More than 3800 miles separate Alaska’s North Slope from the state capital building in Richmond, Virginia. But the distance didn’t seem that far yesterday, as residents of the Old Dominion state were treated to an excellent op-ed piece in the Richmond Times-Dispatch about the myriad ways in which Alaskan energy can be leveraged to power, fuel and fund the nation.

Written by Dave Harbour, the former head of the Regulatory Commission of Alaska, current director of CEA Alaska, and someone who has devoted much of his professional life to shining a spotlight on the potential of Alaskan energy, the pieces breaks it all down nice and simple for our friends in the mid-Atlantic. The message? Alaskan energy is real. It’s available. And it’s being completely ignored right now by our political leadership just 120 miles north in Washington, D.C. To wit:

Accounting for three-quarters of our nation’s coastlines, Alaska’s offshore resources exceed those in the Gulf of Mexico. With the giant Prudhoe Bay oilfield and infrastructure, Alaska also has an expert work force needed to produce its abundant resources. But for that to happen, the federal government must take action.

What action must the government take? Well, keep reading the piece and Mr. Harbour comes right out and tells you:

This problem came to a head earlier this year, when a federal court nullified the Interior Department’s current five-year plan, a strategy that included energy in Alaska’s North Aleutian Basin and Beaufort and Chukchi Seas. Fortunately, all that’s needed to reinstate the five-year plan are a few technical changes. Interior Secretary Ken Salazar could quickly make those changes, and unleash a safe search for Alaska’s energy.

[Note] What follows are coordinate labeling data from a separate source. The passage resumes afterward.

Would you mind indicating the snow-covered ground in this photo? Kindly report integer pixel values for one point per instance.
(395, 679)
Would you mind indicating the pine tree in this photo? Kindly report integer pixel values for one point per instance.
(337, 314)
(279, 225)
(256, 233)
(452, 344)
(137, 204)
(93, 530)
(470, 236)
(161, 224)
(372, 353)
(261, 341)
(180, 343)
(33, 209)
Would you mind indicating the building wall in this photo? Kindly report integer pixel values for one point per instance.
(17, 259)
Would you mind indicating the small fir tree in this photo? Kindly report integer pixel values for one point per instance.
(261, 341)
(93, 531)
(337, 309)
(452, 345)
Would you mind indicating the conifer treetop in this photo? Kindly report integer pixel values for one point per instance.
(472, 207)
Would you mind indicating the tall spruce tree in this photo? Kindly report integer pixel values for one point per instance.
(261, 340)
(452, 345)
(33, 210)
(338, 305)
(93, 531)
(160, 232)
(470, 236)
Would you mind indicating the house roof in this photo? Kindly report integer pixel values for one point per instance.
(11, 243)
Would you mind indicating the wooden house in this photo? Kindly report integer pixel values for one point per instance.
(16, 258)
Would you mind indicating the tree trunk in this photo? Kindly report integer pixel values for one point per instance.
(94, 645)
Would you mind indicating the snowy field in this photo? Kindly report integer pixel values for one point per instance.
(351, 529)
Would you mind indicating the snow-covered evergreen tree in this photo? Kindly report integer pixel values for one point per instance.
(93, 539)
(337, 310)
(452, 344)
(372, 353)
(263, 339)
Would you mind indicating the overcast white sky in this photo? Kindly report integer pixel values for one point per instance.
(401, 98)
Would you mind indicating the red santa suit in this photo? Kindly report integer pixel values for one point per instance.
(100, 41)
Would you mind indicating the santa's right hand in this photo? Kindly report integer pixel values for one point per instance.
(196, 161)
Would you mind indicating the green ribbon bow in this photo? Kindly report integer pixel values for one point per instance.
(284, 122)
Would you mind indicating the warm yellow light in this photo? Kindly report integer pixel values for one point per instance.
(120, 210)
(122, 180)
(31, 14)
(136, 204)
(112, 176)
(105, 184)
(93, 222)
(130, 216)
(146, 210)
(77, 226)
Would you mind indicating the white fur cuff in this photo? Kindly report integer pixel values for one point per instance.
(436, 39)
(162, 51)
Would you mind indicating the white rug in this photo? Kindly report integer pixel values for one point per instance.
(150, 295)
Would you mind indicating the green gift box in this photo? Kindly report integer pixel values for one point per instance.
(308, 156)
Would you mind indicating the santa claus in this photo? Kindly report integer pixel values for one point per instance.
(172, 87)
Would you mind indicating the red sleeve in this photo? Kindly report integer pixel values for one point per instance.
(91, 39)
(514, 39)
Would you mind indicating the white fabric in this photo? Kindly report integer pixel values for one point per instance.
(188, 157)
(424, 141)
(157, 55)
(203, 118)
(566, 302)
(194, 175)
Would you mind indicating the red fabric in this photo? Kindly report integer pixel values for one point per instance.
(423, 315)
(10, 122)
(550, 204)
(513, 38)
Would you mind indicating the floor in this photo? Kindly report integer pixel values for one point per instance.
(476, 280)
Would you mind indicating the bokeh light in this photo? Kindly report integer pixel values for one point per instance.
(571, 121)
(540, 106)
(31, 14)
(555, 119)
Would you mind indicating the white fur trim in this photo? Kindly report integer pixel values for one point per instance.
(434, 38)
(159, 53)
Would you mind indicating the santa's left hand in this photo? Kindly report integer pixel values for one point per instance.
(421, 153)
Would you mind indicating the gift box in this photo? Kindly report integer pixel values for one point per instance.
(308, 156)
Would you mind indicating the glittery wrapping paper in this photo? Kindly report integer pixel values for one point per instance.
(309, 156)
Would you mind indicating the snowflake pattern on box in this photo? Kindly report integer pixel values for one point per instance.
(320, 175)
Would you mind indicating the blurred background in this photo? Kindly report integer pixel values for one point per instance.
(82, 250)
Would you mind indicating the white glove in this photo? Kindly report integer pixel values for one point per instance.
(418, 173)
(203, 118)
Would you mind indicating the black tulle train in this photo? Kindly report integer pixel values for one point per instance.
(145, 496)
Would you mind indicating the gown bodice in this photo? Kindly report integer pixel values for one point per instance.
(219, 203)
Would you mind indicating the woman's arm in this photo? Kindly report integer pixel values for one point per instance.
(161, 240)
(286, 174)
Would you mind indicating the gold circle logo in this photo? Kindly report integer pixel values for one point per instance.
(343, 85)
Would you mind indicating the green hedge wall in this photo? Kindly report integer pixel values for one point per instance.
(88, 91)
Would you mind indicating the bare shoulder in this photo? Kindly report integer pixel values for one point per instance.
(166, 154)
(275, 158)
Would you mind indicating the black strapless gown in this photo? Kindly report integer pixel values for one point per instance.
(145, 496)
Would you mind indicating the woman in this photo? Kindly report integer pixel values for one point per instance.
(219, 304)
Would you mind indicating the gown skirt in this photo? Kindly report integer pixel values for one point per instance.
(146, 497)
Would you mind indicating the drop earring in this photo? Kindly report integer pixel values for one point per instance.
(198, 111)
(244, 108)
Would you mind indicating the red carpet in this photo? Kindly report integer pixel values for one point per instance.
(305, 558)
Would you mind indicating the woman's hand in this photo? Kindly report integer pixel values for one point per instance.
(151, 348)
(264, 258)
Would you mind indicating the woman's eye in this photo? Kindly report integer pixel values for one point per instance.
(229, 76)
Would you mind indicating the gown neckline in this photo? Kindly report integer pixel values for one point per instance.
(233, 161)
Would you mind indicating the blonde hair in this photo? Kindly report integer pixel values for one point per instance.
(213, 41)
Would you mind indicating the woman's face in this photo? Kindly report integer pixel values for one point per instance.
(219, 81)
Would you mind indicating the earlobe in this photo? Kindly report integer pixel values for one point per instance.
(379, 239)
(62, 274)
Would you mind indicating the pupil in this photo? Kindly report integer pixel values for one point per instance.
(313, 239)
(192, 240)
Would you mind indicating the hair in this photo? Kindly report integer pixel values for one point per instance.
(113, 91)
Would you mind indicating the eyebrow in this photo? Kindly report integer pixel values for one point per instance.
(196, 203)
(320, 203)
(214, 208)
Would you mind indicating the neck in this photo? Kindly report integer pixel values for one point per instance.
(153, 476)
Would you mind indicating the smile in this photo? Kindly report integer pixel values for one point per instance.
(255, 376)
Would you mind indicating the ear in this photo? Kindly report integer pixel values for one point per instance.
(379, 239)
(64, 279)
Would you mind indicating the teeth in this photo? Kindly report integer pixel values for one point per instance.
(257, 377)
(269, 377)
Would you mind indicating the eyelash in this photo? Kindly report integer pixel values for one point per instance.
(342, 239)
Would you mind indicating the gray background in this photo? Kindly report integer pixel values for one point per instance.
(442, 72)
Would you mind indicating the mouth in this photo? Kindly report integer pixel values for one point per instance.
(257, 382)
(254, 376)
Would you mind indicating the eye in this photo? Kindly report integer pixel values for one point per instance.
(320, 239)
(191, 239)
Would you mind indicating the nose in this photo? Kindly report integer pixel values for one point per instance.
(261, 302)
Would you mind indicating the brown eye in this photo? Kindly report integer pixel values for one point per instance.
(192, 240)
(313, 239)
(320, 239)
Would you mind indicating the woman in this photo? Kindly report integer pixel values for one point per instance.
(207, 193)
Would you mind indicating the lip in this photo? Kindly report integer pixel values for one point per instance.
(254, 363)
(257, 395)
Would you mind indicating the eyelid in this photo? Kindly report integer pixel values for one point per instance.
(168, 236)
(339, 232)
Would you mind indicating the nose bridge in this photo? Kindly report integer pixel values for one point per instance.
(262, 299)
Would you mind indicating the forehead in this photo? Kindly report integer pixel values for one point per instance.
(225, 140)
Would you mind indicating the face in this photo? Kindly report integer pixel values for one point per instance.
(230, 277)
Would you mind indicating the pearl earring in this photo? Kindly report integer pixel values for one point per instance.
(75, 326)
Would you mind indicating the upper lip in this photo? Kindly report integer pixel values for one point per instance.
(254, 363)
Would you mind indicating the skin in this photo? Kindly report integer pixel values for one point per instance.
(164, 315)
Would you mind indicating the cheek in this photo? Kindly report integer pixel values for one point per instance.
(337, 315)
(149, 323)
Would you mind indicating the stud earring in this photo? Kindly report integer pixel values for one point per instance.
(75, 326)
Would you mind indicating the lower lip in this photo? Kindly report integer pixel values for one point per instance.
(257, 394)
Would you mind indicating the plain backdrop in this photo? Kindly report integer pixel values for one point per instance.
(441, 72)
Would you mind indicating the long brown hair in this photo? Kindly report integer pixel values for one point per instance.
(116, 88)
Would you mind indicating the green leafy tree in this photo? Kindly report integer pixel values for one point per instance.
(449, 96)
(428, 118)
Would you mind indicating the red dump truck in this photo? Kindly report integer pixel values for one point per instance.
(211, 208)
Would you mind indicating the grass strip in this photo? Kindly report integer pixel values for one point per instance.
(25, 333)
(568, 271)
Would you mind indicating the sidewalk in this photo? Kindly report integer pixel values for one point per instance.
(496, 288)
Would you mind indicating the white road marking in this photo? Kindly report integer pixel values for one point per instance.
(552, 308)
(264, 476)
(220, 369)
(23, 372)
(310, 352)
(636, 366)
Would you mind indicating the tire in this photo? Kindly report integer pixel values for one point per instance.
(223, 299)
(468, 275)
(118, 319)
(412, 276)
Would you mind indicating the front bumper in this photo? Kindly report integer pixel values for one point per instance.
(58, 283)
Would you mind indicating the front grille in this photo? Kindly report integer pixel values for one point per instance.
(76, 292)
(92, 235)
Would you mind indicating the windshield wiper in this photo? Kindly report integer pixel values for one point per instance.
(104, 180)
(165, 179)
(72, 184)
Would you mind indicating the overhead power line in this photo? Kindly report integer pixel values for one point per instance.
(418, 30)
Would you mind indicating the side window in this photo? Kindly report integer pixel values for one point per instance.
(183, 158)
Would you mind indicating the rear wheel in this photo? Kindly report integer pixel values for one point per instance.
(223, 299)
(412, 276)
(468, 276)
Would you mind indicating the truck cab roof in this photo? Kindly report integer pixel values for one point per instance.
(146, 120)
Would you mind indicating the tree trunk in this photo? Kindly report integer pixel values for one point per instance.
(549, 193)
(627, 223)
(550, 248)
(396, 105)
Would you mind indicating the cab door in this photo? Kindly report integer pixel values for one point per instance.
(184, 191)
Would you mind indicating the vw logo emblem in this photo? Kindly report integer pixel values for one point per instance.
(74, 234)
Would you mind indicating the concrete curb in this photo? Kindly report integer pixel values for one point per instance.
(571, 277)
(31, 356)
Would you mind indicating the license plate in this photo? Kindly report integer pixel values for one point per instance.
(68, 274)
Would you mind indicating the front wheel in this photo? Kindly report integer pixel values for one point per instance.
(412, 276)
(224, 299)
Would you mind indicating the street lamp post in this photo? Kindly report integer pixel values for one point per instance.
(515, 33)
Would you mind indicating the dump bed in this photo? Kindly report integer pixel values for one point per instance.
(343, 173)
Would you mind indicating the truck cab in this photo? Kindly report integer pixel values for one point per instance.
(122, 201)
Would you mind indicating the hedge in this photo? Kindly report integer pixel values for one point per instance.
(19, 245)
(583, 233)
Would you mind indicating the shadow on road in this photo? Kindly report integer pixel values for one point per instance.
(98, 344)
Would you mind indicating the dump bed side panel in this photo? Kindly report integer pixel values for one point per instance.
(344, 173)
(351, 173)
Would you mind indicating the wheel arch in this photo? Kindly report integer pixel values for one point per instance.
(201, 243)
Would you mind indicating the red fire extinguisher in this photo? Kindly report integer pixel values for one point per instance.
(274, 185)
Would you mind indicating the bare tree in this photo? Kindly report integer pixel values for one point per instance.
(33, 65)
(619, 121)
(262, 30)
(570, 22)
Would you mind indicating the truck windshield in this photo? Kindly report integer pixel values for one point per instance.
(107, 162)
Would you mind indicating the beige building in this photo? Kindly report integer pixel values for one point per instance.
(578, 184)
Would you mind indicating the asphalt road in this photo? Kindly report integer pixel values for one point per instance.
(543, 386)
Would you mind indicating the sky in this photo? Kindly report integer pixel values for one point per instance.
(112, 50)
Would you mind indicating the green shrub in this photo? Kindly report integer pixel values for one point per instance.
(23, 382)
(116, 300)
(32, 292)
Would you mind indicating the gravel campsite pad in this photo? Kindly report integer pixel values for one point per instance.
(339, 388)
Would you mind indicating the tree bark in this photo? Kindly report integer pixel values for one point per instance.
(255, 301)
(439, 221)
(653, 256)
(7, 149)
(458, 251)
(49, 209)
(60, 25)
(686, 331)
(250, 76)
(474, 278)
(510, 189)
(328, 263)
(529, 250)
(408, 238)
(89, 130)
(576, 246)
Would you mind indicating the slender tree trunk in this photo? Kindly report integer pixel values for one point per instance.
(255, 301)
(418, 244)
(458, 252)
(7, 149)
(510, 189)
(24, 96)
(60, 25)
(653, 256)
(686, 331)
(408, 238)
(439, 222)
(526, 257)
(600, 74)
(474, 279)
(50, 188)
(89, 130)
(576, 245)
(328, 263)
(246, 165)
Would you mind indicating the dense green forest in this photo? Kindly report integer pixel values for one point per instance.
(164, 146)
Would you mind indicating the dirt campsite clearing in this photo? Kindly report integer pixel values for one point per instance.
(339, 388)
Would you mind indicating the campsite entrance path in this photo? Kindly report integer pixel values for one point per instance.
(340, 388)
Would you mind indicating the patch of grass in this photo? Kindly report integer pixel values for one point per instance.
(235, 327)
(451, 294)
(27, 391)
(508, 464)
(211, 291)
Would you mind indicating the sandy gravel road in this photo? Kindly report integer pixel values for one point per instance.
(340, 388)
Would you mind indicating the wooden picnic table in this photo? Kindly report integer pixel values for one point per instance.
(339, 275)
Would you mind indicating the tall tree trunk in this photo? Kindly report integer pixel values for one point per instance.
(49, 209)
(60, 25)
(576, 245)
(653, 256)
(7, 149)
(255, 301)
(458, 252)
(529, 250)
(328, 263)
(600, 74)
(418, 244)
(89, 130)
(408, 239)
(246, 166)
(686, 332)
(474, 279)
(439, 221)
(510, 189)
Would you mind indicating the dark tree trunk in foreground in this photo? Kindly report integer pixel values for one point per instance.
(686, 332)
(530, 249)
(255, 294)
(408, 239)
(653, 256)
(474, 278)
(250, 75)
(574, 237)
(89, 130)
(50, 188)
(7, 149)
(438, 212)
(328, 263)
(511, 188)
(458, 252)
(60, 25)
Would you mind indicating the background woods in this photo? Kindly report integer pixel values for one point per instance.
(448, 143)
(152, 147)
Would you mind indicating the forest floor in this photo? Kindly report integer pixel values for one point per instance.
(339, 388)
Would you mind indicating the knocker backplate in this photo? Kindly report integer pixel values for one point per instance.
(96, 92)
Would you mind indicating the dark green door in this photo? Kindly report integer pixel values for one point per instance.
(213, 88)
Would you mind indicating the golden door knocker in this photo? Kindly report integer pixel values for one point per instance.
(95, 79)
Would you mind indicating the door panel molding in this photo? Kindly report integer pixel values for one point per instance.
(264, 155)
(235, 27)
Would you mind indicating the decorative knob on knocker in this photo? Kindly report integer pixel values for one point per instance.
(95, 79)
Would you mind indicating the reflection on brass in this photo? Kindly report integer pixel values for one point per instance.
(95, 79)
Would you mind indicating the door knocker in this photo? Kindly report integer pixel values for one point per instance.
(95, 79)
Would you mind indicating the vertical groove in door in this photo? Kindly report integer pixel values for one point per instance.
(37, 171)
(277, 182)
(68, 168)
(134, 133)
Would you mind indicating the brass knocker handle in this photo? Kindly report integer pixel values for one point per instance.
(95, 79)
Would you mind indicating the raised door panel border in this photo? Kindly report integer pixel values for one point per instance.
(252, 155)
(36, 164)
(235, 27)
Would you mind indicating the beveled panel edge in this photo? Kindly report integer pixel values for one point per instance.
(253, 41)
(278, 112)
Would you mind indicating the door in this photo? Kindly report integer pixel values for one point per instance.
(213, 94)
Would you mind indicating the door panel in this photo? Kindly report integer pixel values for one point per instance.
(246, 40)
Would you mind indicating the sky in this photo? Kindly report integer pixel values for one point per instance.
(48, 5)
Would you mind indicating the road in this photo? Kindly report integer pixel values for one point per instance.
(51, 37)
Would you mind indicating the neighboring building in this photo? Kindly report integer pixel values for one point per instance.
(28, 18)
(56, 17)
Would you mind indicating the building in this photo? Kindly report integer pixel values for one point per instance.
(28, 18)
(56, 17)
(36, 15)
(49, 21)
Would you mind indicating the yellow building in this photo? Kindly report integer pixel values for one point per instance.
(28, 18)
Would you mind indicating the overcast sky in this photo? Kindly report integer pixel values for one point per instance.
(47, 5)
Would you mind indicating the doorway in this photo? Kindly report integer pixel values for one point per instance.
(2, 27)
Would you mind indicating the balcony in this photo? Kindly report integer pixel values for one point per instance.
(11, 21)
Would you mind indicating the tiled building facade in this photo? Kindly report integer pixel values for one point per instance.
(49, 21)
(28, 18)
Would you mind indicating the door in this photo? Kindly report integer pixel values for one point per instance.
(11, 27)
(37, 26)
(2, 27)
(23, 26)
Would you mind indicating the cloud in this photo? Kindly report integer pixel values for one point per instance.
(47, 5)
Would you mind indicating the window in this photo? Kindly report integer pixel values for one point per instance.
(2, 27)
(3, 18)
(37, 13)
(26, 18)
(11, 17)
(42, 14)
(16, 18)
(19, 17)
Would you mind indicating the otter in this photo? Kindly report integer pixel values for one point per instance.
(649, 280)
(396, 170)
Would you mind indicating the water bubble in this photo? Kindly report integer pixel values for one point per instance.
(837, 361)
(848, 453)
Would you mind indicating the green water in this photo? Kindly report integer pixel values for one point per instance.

Fans of the site will remember that Alaska Gov. Sean Parnell suggested much the same remedy to the current stand-off over the Alaskan OCS in an Anchorage Daily-News op-ed that appeared in June. In that piece, the governor laid out the following plan for Interior secretary Ken Salazar

What can Secretary Salazar do? He can get the current five-year energy program working for Alaska and all of America again. To comply with the court’s ruling, no new field work need be completed nor any new data obtained. Instead, Interior can take a fresh look at “relative environmental sensitivity” through the lens of earlier, field-tested five-year plans.

Sounds pretty easy to us. What’s the reason for the hold up?